After a second tour, he stayed in Germany after falling for photographer Astrid Kirschherr and studied for a Masters in art at the city’s art college, where he was tutored by pop artist Eduardo Paolozzi.
Always considered something of a tortured, haunted soul, he died of a brain haemorrhage there, aged just 21.
The retrospective marks the first special exhibition for the new Victoria Gallery & Museum, which has only been open to the public since July, following an £8.6m restoration of the stunning red- brick building off Brownlow Hill.
Of the work, curator Matthew Clough says: “They taught a lot more technically in those days, and students would spend a while finding their own style by copying other people.
“You can see in his early abstract work how he is trying to explore that language and what he wanted to do with it.
“The Abstract Expressionism work, while quite unusual to be doing in Europe at the time, wasn’t totally original, it was a movement that came out of America.
“We have done a lot of shows of people related to the School of Art, and it seemed quite a good thing to do for 2008, as there hasn’t been a show of his work in the city for some time.
“In early 1961, he tried to enrol for a teaching diploma at the School of Art, but they wouldn’t accept him – not because he wasn’t any good, but because they felt his direction lay as an artist rather than a teacher.
“How his career would have progressed is a great unanswered question because he died so young.”
Frustratingly for aficionados and collectors, the majority of Sutcliffe’s work is untitled, but one of the coups of the exhibition is a series of abstracts from his late Hamburg stage.
Liverpool University has purchased two original Sutcliffes during the sourcing of the exhibition, but almost everything on display has come from his estate, courtesy of the artist’s sister Pauline, who now lives in New York and will be coming over to Liverpool next week to officially launch the exhibition.
Explaining why she agreed to get involved with the exhibition, she says: “It was a curious mixture of nostalgia for our home town that came at a moment when the university was putting all the plans in place for the refurbishment and re-opening of the gallery.
“We had to wait until the building was ready, but I couldn’t not do this, it was such a wonderful opportunity.
“To have been involved with something for a very long time and see all the hard work that everybody has put into it, I am really looking forward to walking in and seeing it.”

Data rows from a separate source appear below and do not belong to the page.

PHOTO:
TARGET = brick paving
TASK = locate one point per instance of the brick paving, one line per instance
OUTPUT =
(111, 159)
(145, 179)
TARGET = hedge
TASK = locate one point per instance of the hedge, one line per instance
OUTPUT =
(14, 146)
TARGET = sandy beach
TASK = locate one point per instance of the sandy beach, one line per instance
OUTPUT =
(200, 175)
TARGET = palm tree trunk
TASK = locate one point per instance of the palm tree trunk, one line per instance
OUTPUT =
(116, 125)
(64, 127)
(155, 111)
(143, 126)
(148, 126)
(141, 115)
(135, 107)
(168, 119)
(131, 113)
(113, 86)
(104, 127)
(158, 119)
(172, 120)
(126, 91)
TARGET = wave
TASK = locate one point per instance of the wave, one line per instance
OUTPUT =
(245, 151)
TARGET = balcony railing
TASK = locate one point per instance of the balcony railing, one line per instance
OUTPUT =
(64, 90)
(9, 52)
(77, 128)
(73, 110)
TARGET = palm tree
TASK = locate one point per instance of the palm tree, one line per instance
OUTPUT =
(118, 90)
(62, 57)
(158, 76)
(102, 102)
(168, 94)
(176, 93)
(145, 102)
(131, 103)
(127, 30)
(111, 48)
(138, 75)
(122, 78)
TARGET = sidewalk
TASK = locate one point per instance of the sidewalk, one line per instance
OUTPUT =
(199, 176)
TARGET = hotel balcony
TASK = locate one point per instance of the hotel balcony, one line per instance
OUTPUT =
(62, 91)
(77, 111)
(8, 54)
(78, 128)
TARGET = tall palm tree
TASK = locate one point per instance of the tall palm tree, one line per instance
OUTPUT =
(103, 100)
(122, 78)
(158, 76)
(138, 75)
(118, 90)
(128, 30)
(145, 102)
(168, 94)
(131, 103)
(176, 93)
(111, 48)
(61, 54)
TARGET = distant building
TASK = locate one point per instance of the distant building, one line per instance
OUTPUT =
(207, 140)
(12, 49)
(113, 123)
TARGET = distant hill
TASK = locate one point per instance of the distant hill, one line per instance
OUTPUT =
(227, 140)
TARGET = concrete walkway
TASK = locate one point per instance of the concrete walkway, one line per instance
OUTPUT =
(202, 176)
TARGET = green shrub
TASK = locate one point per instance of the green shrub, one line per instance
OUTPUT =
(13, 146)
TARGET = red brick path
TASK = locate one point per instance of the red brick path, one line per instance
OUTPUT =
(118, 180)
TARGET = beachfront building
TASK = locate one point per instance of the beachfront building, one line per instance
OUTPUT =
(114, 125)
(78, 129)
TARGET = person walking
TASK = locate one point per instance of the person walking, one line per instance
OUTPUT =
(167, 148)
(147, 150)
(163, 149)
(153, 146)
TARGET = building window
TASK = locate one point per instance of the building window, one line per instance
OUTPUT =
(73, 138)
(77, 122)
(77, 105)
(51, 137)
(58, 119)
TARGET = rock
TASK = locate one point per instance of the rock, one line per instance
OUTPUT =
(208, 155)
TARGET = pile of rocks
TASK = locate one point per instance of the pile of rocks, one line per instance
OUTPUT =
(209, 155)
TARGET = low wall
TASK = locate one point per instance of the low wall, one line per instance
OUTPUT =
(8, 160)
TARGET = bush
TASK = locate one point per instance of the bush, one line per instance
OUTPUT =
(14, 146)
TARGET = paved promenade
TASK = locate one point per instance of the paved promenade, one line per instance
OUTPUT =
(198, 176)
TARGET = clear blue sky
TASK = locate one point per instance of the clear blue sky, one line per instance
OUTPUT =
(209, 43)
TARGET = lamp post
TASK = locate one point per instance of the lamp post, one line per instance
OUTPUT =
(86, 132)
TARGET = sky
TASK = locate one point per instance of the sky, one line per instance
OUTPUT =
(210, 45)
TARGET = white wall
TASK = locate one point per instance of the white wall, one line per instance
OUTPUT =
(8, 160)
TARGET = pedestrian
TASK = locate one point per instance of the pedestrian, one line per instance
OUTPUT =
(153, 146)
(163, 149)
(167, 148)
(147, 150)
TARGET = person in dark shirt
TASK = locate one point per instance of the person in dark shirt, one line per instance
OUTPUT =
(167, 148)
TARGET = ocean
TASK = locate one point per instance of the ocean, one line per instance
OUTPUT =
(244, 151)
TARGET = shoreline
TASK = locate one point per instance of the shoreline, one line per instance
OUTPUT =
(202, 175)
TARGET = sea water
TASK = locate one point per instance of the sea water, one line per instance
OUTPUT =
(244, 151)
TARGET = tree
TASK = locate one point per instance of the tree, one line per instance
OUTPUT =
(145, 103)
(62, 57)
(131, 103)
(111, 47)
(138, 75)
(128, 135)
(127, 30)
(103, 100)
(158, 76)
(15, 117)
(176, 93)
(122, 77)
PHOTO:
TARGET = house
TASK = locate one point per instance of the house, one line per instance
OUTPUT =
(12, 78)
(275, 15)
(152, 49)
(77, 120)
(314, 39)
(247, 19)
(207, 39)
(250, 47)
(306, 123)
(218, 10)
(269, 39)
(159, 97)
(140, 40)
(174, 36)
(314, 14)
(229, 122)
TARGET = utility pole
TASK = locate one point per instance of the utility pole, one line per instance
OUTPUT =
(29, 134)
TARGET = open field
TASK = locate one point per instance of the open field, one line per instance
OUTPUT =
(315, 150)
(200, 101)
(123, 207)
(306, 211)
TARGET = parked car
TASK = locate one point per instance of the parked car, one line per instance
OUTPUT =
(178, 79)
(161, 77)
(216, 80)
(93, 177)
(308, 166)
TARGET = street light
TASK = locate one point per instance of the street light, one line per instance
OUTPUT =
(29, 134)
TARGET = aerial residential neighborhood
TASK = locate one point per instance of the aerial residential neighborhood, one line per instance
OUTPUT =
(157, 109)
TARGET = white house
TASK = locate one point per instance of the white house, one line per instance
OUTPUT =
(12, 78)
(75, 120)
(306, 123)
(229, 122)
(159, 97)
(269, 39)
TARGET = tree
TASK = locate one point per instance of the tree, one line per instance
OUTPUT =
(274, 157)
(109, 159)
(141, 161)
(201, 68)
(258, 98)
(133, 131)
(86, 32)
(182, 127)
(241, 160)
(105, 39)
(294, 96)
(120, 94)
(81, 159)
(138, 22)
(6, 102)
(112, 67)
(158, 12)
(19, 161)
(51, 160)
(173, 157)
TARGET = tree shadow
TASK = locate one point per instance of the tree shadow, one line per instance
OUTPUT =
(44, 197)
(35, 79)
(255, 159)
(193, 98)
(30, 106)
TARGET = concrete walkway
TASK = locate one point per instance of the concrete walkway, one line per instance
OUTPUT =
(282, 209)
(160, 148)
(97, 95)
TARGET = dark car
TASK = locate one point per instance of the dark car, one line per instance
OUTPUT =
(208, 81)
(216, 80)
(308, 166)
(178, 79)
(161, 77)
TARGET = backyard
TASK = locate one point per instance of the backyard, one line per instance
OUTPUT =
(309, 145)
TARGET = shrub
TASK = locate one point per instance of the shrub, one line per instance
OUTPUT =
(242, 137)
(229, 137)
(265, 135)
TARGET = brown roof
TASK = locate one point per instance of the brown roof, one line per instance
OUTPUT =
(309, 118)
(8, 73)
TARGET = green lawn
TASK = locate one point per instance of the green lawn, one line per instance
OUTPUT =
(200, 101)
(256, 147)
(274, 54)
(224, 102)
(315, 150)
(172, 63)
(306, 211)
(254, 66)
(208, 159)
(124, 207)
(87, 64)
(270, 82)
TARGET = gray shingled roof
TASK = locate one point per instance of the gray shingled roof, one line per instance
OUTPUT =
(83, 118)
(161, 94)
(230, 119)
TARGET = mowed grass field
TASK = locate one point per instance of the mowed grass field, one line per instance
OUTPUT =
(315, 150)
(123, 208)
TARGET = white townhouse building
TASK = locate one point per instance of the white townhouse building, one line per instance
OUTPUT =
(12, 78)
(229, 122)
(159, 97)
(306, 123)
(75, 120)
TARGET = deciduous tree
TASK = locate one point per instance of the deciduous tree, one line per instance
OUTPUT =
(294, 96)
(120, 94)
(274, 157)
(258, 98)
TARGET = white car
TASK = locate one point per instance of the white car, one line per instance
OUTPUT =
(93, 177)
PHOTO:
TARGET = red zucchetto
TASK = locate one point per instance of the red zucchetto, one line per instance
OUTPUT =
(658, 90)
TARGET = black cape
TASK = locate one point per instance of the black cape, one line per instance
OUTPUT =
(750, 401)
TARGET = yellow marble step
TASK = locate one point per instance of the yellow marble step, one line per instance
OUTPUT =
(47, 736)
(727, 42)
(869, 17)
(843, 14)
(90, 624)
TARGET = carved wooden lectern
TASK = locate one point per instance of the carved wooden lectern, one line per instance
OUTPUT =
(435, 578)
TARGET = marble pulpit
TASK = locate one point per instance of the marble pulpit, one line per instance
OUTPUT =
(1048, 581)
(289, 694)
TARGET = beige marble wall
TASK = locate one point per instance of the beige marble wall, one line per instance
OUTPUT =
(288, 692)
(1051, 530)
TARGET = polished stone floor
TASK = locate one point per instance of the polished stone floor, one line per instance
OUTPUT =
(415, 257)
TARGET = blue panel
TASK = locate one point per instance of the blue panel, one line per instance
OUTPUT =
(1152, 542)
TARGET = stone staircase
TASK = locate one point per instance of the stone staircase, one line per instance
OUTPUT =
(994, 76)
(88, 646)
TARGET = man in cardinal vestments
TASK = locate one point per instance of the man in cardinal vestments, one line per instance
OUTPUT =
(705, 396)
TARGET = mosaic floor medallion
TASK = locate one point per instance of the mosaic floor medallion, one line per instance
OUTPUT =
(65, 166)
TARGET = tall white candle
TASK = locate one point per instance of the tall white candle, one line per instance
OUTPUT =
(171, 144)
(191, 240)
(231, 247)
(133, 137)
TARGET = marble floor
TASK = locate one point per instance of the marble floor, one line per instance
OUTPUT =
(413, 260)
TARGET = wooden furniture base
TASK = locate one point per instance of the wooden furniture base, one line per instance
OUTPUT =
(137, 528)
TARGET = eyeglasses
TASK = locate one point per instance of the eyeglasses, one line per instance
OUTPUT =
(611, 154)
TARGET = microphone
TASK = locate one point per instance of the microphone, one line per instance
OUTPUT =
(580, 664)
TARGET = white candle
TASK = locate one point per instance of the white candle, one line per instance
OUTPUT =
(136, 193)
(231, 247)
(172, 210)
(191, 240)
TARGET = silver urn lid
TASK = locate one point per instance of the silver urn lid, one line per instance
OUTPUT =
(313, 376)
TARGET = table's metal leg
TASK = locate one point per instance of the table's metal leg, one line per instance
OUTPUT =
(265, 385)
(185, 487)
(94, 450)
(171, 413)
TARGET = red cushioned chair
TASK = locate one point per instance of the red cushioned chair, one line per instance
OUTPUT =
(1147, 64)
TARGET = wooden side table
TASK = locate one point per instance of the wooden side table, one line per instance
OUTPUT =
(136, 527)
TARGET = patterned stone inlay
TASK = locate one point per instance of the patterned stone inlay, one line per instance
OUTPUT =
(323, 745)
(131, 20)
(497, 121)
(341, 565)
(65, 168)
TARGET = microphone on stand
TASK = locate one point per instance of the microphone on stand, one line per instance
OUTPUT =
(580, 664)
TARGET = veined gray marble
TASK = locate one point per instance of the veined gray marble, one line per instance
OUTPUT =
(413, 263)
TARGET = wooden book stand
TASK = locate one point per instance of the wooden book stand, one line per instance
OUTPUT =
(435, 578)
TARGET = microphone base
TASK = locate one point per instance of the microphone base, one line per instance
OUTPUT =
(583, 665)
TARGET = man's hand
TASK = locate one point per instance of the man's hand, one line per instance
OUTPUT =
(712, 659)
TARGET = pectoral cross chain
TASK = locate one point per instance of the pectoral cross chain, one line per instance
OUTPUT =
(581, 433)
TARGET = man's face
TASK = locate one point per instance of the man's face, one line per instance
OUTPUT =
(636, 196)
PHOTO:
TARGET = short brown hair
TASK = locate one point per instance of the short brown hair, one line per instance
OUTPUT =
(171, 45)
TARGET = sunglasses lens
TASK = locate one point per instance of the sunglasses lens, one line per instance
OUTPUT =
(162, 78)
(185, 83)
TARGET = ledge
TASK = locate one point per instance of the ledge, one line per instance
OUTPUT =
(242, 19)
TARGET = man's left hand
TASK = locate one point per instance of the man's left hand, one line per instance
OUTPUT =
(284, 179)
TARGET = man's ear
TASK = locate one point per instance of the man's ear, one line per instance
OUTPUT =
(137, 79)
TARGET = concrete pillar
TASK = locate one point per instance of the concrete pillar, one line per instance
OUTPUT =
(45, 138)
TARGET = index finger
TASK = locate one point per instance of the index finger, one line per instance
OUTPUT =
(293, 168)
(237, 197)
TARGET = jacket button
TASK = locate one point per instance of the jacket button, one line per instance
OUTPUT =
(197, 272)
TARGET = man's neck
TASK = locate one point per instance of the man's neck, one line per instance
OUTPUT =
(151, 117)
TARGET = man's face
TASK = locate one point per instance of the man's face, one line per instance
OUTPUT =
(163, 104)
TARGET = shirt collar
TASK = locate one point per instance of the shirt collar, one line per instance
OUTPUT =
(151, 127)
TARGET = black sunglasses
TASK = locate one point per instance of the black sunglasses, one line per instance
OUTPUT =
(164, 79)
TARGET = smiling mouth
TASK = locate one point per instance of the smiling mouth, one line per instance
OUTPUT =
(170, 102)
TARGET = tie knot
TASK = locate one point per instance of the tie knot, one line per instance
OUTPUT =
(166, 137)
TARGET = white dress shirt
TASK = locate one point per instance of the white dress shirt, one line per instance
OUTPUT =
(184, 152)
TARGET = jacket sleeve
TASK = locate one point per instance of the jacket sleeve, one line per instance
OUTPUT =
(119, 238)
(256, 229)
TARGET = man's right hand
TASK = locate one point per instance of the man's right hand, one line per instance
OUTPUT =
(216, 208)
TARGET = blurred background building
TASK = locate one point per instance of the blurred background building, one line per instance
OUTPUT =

Some personal effects of Sutcliffe’s, including a college scarf, cartoons and membership cards to Liverpool music clubs, including the Jacaranda, as well as other long-gone haunts, are also on display to give a little more of a flavour of the artist’s Liverpool life.
A catalogue to accompany the exhibition, which will be available next week, features a collection of writings from a variety of personal and academic sources, including Astrid Kirschherr, Sutcliffe’s girlfriend at the time of his death, to pop journalist Jon Savage.
THE Stuart Sutcliffe Retrospective is now on at the Victoria Gallery & Museum until January 31, 2009, Tuesday to Saturday, 10am to 5pm.